Diagnosing Java + Oracle Performance with Dumps and Logs

Performance issues in Java applications backed by Oracle DB often present as generic "slowness." In this post, we walk through a practical workflow: capturing thread dumps, analyzing GC logs, taking heap histograms/dumps, correlating with Oracle AWR/ASH, and mapping symptoms to root causes.

Java + Oracle Performance Diagnostics

0) Quick Triage Flow (what to grab first)

1. High CPU or “app is hung” right now? - Capture 3 × thread dumps 10s apart → analyze for deadlocks, hotspots, blocked JDBC. - Grab GC log segment covering the slowdown. - If memory pressure suspected, trigger a heap histogram (fast) then a heap dump (slower; do it off-peak if huge).

2. Spikes when calling Oracle? - Capture thread dumps (look for oracle.jdbc. frames waiting on I/O). - From DB side, pull AWR/ASH for the same time window.

3. Latency every few minutes? - Check GC log for STW pauses, mixed cycles, promotion failures, humongous alloc (G1).

4. Steady memory climb? - Heap dumps (before/after) → MAT dominator tree → GC roots.

---

1) Safe & repeatable data capture

1.1 Identify the JVM

bash jcmd # lists JVMs ps -ef | grep java # find the target PID export PID=<java-pid>

1.2 Thread dumps (low overhead)

bash jcmd $PID Thread.print > tdump_$(date +%F_%T).txt

or

jstack -l $PID > tdump_$(date +%F_%T).txt

Best practice: take 3 dumps 10 seconds apart to distinguish transient vs. persistent states.

1.3 Heap snapshot options

Fast first look (histogram):

bash jcmd $PID GC.class_histogram > histo_$(date +%F_%T).txt

or

jmap -histo $PID > histo_$(date +%F_%T).txt

Full heap dump (can pause briefly, large files):

bash jcmd $PID GC.heap_dump filename=/tmp/heap_$(date +%F_%T).hprof

or (Java 8):

jmap -dump:format=b,file=/tmp/heap_$(date +%F_%T).hprof $PID

1.4 GC logs

Java 9+:

bash -Xlog:gc,gc+age=trace:file=/var/log/app/gc.log:time,uptime,level,tags

Java 8:

bash -XX:+PrintGCDetails -XX:+PrintGCDateStamps -Xloggc:/var/log/app/gc.log -XX:+PrintTenuringDistribution

1.5 JFR (Java Flight Recorder)

bash jcmd $PID JFR.start name=diag settings=profile filename=/tmp/jfr_$(date +%F_%T).jfr duration=120s

1.6 App & OS event logs

App logs (ERROR/WARN around incident).
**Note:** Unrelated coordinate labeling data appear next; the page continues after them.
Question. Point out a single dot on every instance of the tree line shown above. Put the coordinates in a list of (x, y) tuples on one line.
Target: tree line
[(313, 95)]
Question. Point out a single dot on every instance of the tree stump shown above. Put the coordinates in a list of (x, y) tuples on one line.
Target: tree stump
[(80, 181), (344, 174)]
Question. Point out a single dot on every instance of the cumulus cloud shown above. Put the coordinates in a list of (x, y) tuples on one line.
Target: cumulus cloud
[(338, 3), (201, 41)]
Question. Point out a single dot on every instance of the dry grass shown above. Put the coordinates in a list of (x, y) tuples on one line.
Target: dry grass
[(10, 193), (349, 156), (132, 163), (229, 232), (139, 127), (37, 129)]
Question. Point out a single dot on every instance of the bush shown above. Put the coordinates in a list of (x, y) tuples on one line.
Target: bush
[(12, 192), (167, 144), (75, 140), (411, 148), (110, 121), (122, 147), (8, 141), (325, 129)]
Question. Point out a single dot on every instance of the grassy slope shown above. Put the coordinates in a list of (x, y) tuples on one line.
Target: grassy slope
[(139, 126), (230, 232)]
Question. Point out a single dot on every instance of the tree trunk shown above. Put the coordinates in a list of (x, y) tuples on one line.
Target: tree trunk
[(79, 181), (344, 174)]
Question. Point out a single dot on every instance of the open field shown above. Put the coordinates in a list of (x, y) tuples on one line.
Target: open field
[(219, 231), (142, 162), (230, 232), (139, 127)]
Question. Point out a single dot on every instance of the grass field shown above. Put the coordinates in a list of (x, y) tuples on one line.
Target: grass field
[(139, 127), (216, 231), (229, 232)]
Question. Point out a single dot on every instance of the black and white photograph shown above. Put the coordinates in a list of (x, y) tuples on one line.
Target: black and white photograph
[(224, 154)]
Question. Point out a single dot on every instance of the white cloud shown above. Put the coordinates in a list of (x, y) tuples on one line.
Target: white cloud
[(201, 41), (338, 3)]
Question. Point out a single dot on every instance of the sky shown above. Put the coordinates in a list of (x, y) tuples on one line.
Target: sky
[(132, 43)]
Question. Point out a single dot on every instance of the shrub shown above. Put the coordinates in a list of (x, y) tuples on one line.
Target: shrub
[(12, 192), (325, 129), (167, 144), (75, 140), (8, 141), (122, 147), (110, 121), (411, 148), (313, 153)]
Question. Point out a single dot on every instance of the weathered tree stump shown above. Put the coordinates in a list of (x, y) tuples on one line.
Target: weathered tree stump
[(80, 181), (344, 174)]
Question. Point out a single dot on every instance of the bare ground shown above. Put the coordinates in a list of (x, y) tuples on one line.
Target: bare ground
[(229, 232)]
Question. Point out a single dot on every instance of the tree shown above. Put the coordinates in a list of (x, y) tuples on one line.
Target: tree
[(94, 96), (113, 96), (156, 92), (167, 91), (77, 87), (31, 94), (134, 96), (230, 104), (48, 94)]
Container/host logs: dmesg, journalctl, sar, vmstat, iostat, top. Connection pool debug (timeouts, wait times).

1.7 Oracle DB

AWR report for the incident window. ASH report (fine-grained timeline). Top SQL by elapsed time / buffer gets / executions. Wait event breakdown. Optionally SQL Trace (10046) + tkprof.

---

2) Analyzing thread dumps

What to look for

States: RUNNABLE, BLOCKED, WAITING. Hot methods at the top of many stacks. Locks/monitors:

One monitor owner, many blocked threads → contention. Deadlock section (jstack prints automatically). JDBC: oracle.jdbc.driver. or socket reads = DB latency.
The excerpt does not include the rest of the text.